Damn, that’s very high praise.

Most of the visual effect thingies/labels can be turned off though, there is that.

I just didn’t like that everything felt weightless, including the player and the enemies. What I’ve learned from this is that I should not try EYE either, if it’s like this game in that way.

Their previous game had you playing space marines, that felt like they weighted a few tons, so I am wondering if the game just needs a patch to adjust game play feel?

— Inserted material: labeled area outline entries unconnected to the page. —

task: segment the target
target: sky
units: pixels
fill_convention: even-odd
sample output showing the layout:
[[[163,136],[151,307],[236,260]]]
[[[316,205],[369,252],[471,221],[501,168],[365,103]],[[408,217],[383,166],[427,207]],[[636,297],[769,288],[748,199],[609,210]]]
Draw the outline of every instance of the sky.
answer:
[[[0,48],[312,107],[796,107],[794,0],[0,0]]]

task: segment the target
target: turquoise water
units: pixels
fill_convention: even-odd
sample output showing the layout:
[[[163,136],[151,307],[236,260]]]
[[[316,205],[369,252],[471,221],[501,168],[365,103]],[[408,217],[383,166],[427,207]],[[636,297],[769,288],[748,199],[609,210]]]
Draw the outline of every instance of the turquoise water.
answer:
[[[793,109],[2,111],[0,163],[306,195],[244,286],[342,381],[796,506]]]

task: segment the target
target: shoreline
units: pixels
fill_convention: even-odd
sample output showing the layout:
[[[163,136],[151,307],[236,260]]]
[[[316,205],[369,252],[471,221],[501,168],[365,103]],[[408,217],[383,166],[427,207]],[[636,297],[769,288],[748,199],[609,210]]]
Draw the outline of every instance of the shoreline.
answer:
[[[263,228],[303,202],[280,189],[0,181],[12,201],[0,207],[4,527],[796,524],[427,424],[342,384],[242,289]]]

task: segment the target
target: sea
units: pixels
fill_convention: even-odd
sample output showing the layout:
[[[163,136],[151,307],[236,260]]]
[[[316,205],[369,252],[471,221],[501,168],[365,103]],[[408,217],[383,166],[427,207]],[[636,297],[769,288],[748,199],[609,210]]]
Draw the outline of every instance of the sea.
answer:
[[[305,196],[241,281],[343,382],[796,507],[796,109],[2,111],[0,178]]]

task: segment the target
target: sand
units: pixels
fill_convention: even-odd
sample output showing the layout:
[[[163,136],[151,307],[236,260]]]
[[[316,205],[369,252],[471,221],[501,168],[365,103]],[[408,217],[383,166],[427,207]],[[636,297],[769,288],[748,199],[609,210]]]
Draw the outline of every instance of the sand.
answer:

Dev’s posted know issues so far with the game that they are working on:

I can understand the complaint, but I actually like this element of Necromunda. You’re just a regular* guy running around, and not one of the usual bulky Warhammer dudes in power armor. Yet you’re still in that Warhammer setting of absurdly colossal industrial machinery and absurdly soaring Gothic architecture. But instead of clumping around slowly like a Space Marine, you’re wall running, double jumping, and grapple-hooking around like Rico in Just Cause.

It’s also worth noting that you’ll run into enemies that break the mold even more when you do the Cold Black level, which introduces – and I’m going to spoiler this, but if you’re on the fence about this game, you might consider clicking the spoiler if you want a little nudge – a Space Hulk and Genestealers.

So while I understand that there are ways to make things feel weighty, I do enjoy feeling more spry than you’d expect in a Warhammer game, and how it’s used to differentiate different enemies.

Nvidia needs to hire @stusser to write their marketing copy.